Despite the fact that Bucky's very distinctive acoustic guitar work graces eight of these eleven tracks, I'm amazed at how Living Tribute stretches out and seems so varied--gentle ballads, blues, gospel and even a little bit of Grand Ol' Opry ("Gold Top"). Bucky isn't spotlighted through this mixture of standards and a handful of Newcomb originals--he's the foundation, the rhythm guitarist who keeps a study hand on the tiller so that Newcomb, pianist Eric Olsen, bassist Dmitri Kolesnik and drummer Jimmy Madison can explore and improvise--albeit modestly. It's a tight ship, and not because there's a 91-year-old guitarist on stage. He's holding his own.
The only off moments occur when Leigh Jonaitis comes aboard to sing on "One Heart Ain't As Great As Two" and "Love Is Here," two Holcomb originals. Her voice is lovely and rich, but it's recorded with a lot of echo, a lot of reverb, and she sounds like she's isolated on a different planet, or maybe the same Laurel Canyon bathroom where Jim Morrison sang "LA Woman." Lay off the knobs, guys. But other than that, Living Tribute is a smooth, precise and tempered homage to a one-of-a-kind jazz musician.
Friday, July 7, 2017
What does this remind me of? Hmmm.
Transient Songs is a Seattle-based band that classifies themselves as psychedelic, but I hear something more specific and provocative in their somewhat dreamy and heavily textured indie pop. Their new album, Stealing Sand, is easy on the ears, sunny even, a reminder of languid days on the beach listening to new types of music take hold and blossom. Pinpointing the timetable of those exact days is somewhat elusive--perhaps the mid '90s? With so much of today's music focused on electronic and sampled creations full of sharp corners and spurious noise, Transient Song is a band full of the soft contours so typical twenty years ago, with compact songs full of unusual chord progressions and a deep-seated affection for long-ignored pop trends.

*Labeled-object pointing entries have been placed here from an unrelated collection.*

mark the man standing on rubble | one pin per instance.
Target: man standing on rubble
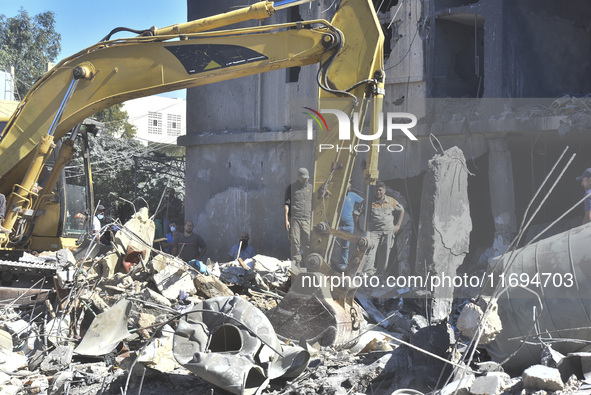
(297, 213)
(347, 222)
(2, 213)
(385, 217)
(585, 179)
(96, 220)
(189, 245)
(246, 251)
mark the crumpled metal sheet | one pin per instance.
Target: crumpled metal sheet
(552, 279)
(106, 331)
(232, 344)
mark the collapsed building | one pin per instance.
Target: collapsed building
(485, 142)
(484, 76)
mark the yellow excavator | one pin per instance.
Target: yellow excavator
(349, 51)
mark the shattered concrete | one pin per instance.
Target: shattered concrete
(119, 333)
(444, 226)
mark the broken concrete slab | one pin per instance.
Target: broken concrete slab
(210, 286)
(58, 329)
(57, 360)
(106, 331)
(11, 361)
(5, 340)
(540, 377)
(16, 327)
(172, 280)
(137, 234)
(470, 321)
(459, 387)
(491, 384)
(444, 227)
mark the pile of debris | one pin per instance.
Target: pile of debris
(128, 318)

Jon Frum and Michael Shunk specialize in a two-guitar approach that blurs the lines between rhythm and lead--both have different yet complementary styles that sound like a calmer version of what I heard on Thurston Moore's epic Rock and Roll Consciousness last month--tight, uniform and logical. Frum's vocals are equally relaxed, which gives these ten songs a deliberate feeling, an obvious beginning and end.
The band, which also includes bassist Dayna Loeffler and drummer Craig Keller, does flirt with psychedelia as advertised, but only for brief periods. That gives the music an edge that separates it from the mindlessly happy--pop groups usually don't performed songs titled "Shoppin' for Coffins" and "Drug Dreams"--but you won't mistake Stealing Sand with White Light, White Heat. If anything, the band reminds me of Ultra Vivid Scene or perhaps Afghan Whigs.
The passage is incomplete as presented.